Development is slated for the area where a majority of the land is under the possession of the Detroit Land Bank. With a few abandoned properties razed down, development is envisioned for the area as a whole. The first task – freeing the area of blight – is underway, and then real work on the one square mile begins. It signals the start of the urban revitalization that the city needs, and so far, the approach has been both sensible and sensitive.
The Ella Fitzgerald city park will be built at the vacant lot on Prairie Street. A quarter mile trail will connect the area to the Marygrove College in the vicinity. An interesting and a pioneering plan comes courtesy of controlled environment agriculture platform Green Collar Foods, under which some vacant lots will be set aside for producing food and building groves and orchards all through the neighborhood. This new and exciting urban farming technique is expected to give residents access to fresh, high-quality food.
The development is being launched in partnership by Century Partners and The Platform, both based out of the city.

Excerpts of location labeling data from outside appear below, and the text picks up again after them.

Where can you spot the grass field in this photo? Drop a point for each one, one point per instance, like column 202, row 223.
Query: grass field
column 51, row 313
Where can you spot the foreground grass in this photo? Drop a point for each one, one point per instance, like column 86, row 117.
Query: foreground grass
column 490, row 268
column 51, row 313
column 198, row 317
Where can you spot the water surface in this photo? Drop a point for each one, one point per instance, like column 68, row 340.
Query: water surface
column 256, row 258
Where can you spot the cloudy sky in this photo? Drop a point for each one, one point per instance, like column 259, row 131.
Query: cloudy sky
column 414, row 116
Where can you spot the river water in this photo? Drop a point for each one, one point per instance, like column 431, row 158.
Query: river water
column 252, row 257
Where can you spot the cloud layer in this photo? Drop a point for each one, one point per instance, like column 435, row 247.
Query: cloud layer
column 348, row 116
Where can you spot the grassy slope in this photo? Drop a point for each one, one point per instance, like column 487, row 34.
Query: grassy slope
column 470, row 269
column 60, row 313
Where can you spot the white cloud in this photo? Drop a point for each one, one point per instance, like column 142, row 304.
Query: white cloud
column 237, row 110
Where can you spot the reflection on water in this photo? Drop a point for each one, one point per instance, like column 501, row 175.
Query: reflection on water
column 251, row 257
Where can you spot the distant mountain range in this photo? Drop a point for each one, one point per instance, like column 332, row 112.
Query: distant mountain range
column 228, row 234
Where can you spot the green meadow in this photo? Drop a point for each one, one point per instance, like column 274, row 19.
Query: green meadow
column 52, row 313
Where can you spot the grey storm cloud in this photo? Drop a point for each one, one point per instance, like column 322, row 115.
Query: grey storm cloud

As part of the plan, 373 parcels of land and homes will be refurbished, and landscaping work will be initiated in collaboration with community-inspired landscaping organization Building Community Value. Vacant lots will be beautified to enhance the neighborhood’s aesthetics while also providing its kids with recreational opportunities.
If Fitz Forward is successful, the project could be replicated in other areas. The people-focused development could serve as a template for other cities and states that have earmarked neighborhood redevelopment and revival. And with development targeting one neighborhood at a time, Detroit can experience the resurgence it deserves.